Melbourne, April 16 (Reuters): Australia would ban the unsolicited sending of electronic junk mail known as spam under proposed tough legislation to help control the problem, communications minister Richard Alston said today.
Alston said laws targeted at Australian-sourced spam would help cut the rising volume of junk email which clogs systems and often contains offensive content. “The combination of those two I think means that people expect that legislation should be put in place,” Alston said.
“In principle, there is no reason why this legislation should not come forward in the next few months.”
A report released by Alston today recommended laws banning the sending of commercial electronic messages without the prior consent of the end user, unless there was an existing business-customer relationship.
It said all commercial electronic messaging should also be required to contain accurate details of the senders name and physical and electronic addresses.
But most spam originates outside Australia and Alston said the issue would also need to be addressed internationally.

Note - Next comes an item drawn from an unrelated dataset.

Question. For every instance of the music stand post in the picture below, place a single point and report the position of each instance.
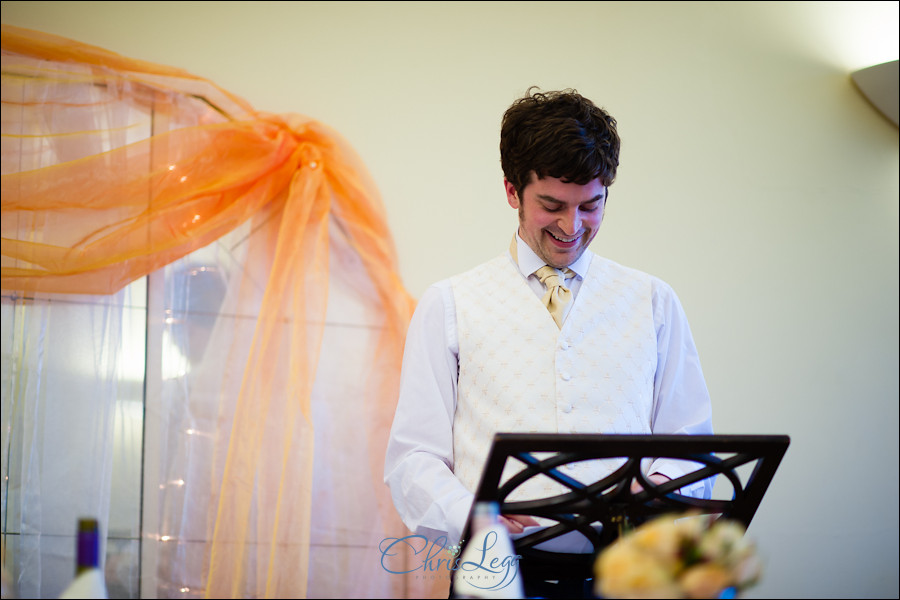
(600, 509)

Two US senators introduced an anti-spam Bill last week, while leading internet service provider America Online said yesterday it had filed five lawsuits against most than a dozen people and companies sending spam to its subscribers.
“We will pursue all the multi-lateral options and do what we can to negotiate arrangements with countries that seem to us to be the most relevant,” Alston said.
Australia has already held talks with the US and will raise the issue through the Organisation for Economic Cooperation and Development and the Asia-Pacific Economic Co-operation forum.